The true revolution in the field of surgery began with two decisive discoveries: asepsis and antisepsis, and anesthesia. It should be remembered that, at a time when surgeons were unaware of the nature and prevention of infections, it was impossible to make an incision without the risk of infection.

With Lister began the stage of protection against bacteria; with Pasteur, the understanding of the pathogenic role of different microorganisms. In 1846, ether began to be used in the United States, giving rise to surgical anesthesia, one of the most important discoveries of contemporary medicine.

With these two advances began the development of new surgical techniques, equipment and devices designed to facilitate operations. Despite predictions that surgery would decline, it continues day by day to enter new fields, reaching a level of technical perfection never before achieved.

Surgery requires the constant collaboration of the surgeon, the clinician, the pathologist and even other specialists. This collaboration among physicians devoted to different branches of medical knowledge constitutes the greatest advance in current surgery.

To this must be added the need to determine the urgency of the intervention and the moment at which it should be performed. In general, interventions are divided into urgent and non-urgent. Urgency means the need to carry out surgical intervention without delay, since delay may lead to a worsening of the patient’s condition.

This occurs in the so-called acute abdomen, a serious abdominal condition characterized by abdominal pain, alteration of the general condition, vomiting, nausea, digestive disorders and other symptoms.
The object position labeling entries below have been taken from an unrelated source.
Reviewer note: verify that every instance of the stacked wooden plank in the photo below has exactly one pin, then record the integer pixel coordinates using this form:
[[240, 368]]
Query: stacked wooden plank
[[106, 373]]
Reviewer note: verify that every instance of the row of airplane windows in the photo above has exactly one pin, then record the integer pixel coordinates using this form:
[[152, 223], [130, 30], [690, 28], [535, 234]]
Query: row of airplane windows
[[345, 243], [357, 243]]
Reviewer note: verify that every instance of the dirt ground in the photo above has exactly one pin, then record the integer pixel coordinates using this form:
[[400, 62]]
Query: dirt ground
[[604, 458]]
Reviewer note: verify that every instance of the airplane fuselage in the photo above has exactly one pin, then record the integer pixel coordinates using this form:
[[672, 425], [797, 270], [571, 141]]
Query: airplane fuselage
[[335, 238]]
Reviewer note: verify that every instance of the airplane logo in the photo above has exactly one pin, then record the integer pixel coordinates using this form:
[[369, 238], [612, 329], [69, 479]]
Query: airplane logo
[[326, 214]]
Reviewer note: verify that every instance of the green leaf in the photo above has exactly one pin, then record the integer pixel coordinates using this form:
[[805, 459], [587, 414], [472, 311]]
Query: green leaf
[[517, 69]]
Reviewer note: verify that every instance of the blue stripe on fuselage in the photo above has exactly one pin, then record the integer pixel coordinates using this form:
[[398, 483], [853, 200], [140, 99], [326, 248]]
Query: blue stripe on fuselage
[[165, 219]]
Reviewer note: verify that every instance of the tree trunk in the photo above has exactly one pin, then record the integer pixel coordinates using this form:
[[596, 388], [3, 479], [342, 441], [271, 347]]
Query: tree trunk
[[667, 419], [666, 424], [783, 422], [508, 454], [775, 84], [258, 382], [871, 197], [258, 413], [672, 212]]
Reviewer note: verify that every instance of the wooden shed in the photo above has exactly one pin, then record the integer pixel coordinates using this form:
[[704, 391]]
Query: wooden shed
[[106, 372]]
It may be caused by appendicitis, perforation into the peritoneal cavity of a gastric or duodenal ulcer, intestinal obstruction, intestinal intussusception, strangulated hernia, ectopic pregnancy or intestinal trauma.

The study of the patient in this emergency does not always allow the precise nature of the condition to be determined. What matters is to demonstrate that one is facing an acute abdomen, which does not allow for a wait-and-see attitude, since the patient’s life depends on surgical intervention.

As a general rule, most severe abdominal pains that appear in people who were previously well and last up to six hours are caused by diseases that require surgical treatment.

When conditions allow it, because the condition is not acute, the preoperative study of the patient determines the proper moment and opportunity for the intervention. Anatomopathological and bacteriological investigations, the study of the patient’s clinical condition, the use of endoscopy to examine the esophagus, stomach, bronchi, rectum, urethra, bladder, ureters and other organs, the use of X-rays to determine the anatomical characteristics of lesions, and the use of functional tests make it possible not only to diagnose the nature of the morbid process with certainty, but also to place the patient in the best possible condition to face the intervention, which, however minor it may be, always involves risk.

New surgical techniques have reduced intraoperative mortality, not only because of advances in anesthesiology, but also because of the extraordinary refinement that the surgical art has achieved.

In this way, radical surgery for rectal carcinoma, bone grafts, the removal of intracranial tumors, thoracoplasty in pulmonary tuberculosis, pneumonectomy in lung tumors, surgery of the stomach and intestine for ulcers and digestive tumors, cholecystectomy in cases of gallstones, and many other procedures have become possible.

One of the most important paths followed by contemporary surgery is the treatment of malignant tumors. Cancer can be treated in several ways: through ionizing radiation, through the action of antitumor drugs that alter the metabolism of tumor cells, or through surgery.

Although hopes are placed in the discovery of active antitumor drugs, surgery remains today one of the treatments of choice for malignant tumors. When the surgical indication is made with precision, long postoperative survival can be achieved in many cases.

Surgery is not a medical act performed exclusively by the surgeon. In any operation, however minor, a team participates, and each member has a specific function. The team is made up of the surgeon, assistants, the surgical instrument nurse, the anesthetist, the hemotherapist and the specialist in internal medicine or internal balance.

New anesthetic techniques allow the surgeon to operate under special conditions, making it possible to regulate vital processes at will. Blood banks make blood and plasma available to restore normal blood conditions.

Today it is possible to enter the living heart in order to improve congenital malformations or acquired alterations. This has been possible in part because operations can be performed with extracorporeal circulation, temporarily replacing the pumping function of the heart.

Another important device is the artificial kidney, which extracts catabolites and purifies the blood. Replacement surgery can now be performed, substituting certain organs, bone fragments, arteries, veins and other structures. Sometimes they are replaced with plastics. Corneal transplantation is performed almost daily.